Some years back, the number one question portfolio managers used to get from investors was – aren’t you limiting your options and sacrificing returns by doing ESG? The funds’ results have made sure investors stop putting this question. Nine of the biggest ESG mutual funds in the United State outperformed the Standard & Poor’s 500 Index last year. 7 of them beat their market benchmarks over the past five years.                               

Investing in the ESG funds graph has shown it is a money-making opportunity that is gaining popularity with every passing year.

Where do most ESG funds go? What companies are ESG?

The top-performing funds bet heavily on finance and technology services companies, which have historically been low-emission sectors. Tech companies, including Apple Inc, Microsoft Corp., and Alphabet Inc., were staples of many of the top-performing ESG funds, as were credit-card companies Mastercard and Visa Inc. Health-care companies Danaher Corp. and Thermo Fisher Scientific Inc. were other standouts, even though healthcare was one of the worst-performing sectors in the Russell 1000 Growth Index during much of last year.

Still a long way to go

Sustainable mutual and exchange-traded funds held $137.3 billion in total assets at the end of 2019 — or less than 1% of the $20.7 trillion held in the universe of exchange-traded and mutual funds in the U.S.

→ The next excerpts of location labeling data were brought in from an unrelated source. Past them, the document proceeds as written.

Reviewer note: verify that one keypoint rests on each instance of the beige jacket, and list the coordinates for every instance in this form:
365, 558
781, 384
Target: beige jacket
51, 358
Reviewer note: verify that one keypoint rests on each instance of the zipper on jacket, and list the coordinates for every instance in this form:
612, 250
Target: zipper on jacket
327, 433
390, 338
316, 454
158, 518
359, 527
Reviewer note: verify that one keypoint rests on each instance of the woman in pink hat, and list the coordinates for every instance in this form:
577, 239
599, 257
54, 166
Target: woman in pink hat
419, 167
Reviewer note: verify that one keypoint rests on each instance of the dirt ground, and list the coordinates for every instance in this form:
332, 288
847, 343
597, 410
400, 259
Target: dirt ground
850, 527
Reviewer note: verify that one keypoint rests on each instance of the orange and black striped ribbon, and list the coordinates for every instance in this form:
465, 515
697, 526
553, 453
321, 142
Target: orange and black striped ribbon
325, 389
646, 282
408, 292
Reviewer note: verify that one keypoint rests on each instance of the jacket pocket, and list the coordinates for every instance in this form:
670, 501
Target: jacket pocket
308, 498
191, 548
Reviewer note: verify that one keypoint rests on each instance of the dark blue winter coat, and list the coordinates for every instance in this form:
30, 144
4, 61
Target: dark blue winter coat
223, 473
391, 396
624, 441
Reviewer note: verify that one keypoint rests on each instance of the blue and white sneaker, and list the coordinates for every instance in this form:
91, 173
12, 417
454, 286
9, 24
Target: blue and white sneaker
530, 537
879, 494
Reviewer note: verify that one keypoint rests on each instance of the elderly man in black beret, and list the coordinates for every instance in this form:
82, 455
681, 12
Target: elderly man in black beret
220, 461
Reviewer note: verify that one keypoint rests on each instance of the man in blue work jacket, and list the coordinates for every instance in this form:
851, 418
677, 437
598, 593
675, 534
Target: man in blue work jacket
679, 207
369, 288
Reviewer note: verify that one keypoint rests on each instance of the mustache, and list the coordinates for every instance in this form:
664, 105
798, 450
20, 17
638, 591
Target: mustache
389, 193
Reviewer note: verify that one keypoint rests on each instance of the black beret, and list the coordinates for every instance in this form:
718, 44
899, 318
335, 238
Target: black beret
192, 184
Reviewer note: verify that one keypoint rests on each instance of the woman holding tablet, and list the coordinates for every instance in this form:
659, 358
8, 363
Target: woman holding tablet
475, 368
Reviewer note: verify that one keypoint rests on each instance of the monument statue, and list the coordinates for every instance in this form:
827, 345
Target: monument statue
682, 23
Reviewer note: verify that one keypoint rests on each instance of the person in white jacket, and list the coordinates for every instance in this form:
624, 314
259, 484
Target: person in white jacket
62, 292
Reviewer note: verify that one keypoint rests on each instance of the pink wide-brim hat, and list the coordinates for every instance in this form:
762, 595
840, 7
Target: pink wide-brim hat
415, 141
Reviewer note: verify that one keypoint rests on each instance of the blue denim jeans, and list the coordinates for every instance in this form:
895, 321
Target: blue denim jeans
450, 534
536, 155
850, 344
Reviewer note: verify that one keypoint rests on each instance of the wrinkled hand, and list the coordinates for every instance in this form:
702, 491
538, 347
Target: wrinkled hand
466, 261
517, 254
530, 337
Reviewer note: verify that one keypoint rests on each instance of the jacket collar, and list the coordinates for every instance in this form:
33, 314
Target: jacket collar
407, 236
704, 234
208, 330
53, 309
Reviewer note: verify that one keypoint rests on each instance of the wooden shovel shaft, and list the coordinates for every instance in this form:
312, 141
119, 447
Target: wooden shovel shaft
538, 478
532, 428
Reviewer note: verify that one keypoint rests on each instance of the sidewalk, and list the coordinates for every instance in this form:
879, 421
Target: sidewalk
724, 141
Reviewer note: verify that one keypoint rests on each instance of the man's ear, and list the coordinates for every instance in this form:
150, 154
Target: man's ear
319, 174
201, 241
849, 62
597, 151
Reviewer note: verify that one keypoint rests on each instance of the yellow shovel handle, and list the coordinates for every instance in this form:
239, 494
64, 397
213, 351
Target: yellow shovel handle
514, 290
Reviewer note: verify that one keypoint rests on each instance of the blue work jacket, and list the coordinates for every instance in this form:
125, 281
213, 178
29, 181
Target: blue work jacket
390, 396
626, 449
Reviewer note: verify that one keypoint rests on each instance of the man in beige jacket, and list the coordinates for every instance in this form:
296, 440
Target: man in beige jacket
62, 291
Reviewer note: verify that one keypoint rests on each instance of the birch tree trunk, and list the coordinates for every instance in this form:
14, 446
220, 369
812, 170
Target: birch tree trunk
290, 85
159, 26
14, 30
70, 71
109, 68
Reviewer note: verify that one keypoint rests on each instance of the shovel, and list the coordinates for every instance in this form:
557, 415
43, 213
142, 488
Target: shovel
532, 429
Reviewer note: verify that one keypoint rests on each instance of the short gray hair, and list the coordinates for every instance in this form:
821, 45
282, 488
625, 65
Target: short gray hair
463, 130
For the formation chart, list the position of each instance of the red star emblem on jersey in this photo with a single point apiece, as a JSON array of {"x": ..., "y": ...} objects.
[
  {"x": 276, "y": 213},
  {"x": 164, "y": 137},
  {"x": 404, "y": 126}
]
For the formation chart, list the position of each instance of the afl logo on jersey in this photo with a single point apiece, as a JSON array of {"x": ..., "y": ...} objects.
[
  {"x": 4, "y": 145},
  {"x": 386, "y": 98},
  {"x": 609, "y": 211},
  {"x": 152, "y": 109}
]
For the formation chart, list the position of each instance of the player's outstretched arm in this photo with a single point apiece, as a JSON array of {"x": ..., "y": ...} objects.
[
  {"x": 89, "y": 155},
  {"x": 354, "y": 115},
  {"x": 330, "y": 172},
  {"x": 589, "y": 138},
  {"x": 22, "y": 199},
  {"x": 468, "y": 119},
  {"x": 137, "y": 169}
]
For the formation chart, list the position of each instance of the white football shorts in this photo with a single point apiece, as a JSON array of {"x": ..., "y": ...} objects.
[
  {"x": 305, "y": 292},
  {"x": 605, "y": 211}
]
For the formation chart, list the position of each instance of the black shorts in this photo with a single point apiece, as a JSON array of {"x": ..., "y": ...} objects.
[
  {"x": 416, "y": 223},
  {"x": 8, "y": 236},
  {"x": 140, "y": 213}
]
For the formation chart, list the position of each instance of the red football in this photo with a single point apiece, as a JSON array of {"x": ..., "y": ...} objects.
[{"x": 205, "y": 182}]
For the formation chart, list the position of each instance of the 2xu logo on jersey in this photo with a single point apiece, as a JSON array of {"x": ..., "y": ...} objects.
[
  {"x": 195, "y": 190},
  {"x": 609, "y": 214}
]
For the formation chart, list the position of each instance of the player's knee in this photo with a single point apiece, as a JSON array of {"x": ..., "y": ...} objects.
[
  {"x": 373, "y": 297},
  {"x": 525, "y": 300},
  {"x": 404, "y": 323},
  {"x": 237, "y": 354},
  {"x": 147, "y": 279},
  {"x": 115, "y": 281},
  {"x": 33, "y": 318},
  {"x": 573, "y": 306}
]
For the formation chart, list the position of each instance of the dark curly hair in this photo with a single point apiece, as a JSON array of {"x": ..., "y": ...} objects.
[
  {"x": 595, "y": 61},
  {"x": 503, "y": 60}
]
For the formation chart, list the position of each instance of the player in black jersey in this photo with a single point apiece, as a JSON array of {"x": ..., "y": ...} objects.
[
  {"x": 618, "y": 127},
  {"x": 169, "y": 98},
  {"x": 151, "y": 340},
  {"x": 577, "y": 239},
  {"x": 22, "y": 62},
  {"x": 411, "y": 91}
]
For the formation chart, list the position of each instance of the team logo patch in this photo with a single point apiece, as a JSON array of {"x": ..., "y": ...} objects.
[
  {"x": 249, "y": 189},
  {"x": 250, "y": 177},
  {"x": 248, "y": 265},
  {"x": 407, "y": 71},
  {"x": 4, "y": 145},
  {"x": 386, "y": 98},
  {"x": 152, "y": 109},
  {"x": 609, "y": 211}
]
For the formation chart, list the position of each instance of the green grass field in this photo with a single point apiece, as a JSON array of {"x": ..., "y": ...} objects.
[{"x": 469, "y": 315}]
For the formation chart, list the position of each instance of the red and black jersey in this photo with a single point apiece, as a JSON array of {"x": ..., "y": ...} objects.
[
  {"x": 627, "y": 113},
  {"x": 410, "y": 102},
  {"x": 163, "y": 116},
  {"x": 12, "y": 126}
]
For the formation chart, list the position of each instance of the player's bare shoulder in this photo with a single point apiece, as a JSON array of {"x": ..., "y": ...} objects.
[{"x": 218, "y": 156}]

What are the best ESG funds?


The best fund in the UK is the Pictet Global Environmental Opportunities fund which has delivered a return of 31.8% year to date(2019) and covers sectors like energy efficiency and pollution control. Environmental monitoring equipment has been a strong theme for this fund. Holdings tapping into this trend include Agilent, Thermo Fisher, and Ecolab. Of course, one downside of the growing attention these companies are getting is that their share prices are now starting to look expensive.


Morgan Stanley’s Global Opportunity Fund(managed by Kristian Heugh) focuses on finding companies that use strong management to minimize negative impacts on the society and environment over time. It also incorporates sustainability analysis into every portfolio position they take. Its benchmark index is MSCI All Country World and it has an annual return of 17.60% over a period of 5 years.


ESG is on the lips of most of the advisors and fund managers. Quantum Mutual Fund was the first one to launch an ESG scheme, followed by SBI Mutual Fund. The issue that mutual fund advisors have with ESG funds is that there are not many companies in India that fall in the ambit of the ESG index. The ESG index has been in India for some time now but the issue is companies are mostly large-cap in the index.

ESG in time of Coronavirus

The world economy has seen a sharp downfall and most of the world market is down 20-30% from the peak. ESG funds are exhibiting some resilience so far in the downturn. But experts cautioned against reading too deeply into their short-term relative better performance.

Find out how coronavirus is impacting the global economy.

The world economy going south is also forcing some ESG investors to reconsider their corporate engagement strategies as many companies struggle just to stay afloat to refit their factories to produce needed medical supplies. Fredrik Henzler, a partner at Partners Group Holding AG, said the Swiss private equity firm is postponing some 2020 ESG initiatives for the hardest-hit companies in its portfolio.

Overall, it is an interesting way of investing where your investments do not give good returns but also a satisfaction that your investments are with companies which are environmentally friendly and socially responsible.